A team from the University of Vermont, Yale University, Arizona State University, and American University examined how changes in ICE tactics between 2023 and 2025 has influenced the childcare workforce—a vital sector of the economy that employs nearly one million workers across the country and generates $7.2 billion in quarterly wages and is comprised of roughly 20% immigrant labor. The study will be published in the Proceedings of the National Academy on May 22.
"When ICE enforcement intensified, the formal childcare sector lost capacity: centers reduced enrollment, closed classrooms, and in some cases shut down entirely," says lead author Erkmen Aslim, an assistant professor of economics at the University of Vermont. "That has real consequences for American families, particularly working mothers, who rely on stable, affordable childcare to hold down jobs."
The study finds that increased ICE activity led to significant declines in employment among immigrant women, particularly those working in more regulated and publicly visible settings, such as childcare centers. This population is more likely than their native-born peers to hold advanced certifications, and the researchers found limited evidence that immigrant workers are being broadly replaced by native-born workers.
The team also found that significant labor shifts among childcare workers towards private household childcare—sites that are less regulated and typically have fewer protections for workers and more volatile wages. According to the researchers, this may negatively affect both childcare workers and the families who rely on them.
"Reallocation into less-regulated household care likely reduces the average quality and stability of care, given that center-based settings are subject to licensing, staff-to-child ratios, training requirements, and curricular standards that home-based arrangements typically are not," Aslim explains. "This is an industry that already operates with high turnover and chronic staff shortages, so it has very little slack to absorb a shock of this kind."
Overall, the results show that immigration enforcement reshapes not only the size but also the structure of the childcare workforce, with important potential implications for families, childcare workers, and labor markets.
To conduct the study, the researchers analyzed monthly Current Population Survey reports, comparing them with ICE arrest records from the Deportation Data Project. The data showed upticks in enforcement activity coincided with employment drops in childcare centers and increases in employment in private households. These effects strengthened markedly after early 2025, a period characterized by a sharp rise in ICE arrests and heightened public attention to immigration enforcement. Areas previously considered off-limits become targets, including schools and daycare centers.
The authors of the study, including Janet Currie, the David Swensen Professor of Economics at Yale, write it may also drive up the cost of care as centers lose staff and potentially children from mixed status homes whose families pull them from care. Moreover, the families least able to afford to make private arrangements could bear the brunt as center-based classrooms shrink. And the study likely represents a conservative undercount of the impacts of ICE enforcement on the childcare sector since it relies on some of the people most at risk of being detained by ICE officials to fill out a survey.
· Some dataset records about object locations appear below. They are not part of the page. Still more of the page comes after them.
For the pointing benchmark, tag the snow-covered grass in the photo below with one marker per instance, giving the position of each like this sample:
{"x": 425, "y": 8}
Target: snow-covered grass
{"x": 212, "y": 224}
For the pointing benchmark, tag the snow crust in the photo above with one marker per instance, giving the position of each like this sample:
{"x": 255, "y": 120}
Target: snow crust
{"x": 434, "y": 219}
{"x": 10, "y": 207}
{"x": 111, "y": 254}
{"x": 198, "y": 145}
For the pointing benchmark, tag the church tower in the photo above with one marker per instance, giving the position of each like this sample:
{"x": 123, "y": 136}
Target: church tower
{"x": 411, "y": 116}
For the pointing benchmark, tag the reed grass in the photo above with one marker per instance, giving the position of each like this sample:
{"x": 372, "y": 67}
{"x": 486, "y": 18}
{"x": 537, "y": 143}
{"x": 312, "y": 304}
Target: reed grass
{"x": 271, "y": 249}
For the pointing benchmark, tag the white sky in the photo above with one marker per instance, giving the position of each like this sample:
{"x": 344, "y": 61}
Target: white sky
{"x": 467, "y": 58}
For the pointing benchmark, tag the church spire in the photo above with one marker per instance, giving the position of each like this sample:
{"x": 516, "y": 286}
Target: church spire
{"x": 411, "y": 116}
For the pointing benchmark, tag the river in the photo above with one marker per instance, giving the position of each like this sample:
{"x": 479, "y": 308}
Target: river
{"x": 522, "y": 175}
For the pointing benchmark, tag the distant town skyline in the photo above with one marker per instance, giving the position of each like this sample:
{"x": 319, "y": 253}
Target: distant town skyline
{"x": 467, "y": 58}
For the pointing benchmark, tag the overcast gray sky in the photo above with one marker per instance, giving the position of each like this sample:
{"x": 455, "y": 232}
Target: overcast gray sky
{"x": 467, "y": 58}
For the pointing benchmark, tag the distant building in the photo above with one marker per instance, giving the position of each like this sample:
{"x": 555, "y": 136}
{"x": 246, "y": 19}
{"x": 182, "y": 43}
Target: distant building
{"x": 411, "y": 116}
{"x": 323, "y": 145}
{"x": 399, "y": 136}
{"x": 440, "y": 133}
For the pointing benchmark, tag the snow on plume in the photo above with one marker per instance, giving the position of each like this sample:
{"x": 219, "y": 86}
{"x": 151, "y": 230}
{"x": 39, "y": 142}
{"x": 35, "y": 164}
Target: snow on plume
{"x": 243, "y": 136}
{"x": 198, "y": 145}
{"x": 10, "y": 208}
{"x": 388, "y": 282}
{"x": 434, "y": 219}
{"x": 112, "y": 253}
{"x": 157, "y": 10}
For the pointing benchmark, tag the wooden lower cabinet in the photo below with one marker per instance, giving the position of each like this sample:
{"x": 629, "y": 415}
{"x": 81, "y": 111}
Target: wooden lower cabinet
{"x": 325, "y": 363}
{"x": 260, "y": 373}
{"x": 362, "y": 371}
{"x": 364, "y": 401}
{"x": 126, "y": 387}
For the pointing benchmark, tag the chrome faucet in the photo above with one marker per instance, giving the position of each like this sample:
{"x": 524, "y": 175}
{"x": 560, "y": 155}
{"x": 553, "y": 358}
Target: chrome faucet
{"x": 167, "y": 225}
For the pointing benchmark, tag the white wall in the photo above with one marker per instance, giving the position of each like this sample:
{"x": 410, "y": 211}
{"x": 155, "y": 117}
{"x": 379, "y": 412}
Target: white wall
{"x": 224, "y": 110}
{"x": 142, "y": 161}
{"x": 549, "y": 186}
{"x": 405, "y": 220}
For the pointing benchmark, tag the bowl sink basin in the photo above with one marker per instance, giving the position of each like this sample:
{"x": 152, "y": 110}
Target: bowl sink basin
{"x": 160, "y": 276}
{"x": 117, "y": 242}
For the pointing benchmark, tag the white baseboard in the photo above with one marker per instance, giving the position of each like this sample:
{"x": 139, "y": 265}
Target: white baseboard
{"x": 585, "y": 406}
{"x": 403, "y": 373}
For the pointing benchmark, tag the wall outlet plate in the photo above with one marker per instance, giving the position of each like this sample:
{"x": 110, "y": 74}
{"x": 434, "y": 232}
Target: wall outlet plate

Aslim stresses that changes in the childcare sector have a ripple effect across the labor market, particularly for lower- and middle-income parents who are less able to absorb the impact of rising costs and day-to-day uncertainty. In short, problems in the childcare sector are problems for everyone.
"The workforce that cares for young children in this country is deeply intertwined with the foreign-born labor force, and disruptions to that workforce show up as fewer childcare slots, higher prices, and harder choices for parents," Aslim says. "The takeaway is that immigration policy is, in a very practical sense, also childcare policy and family policy."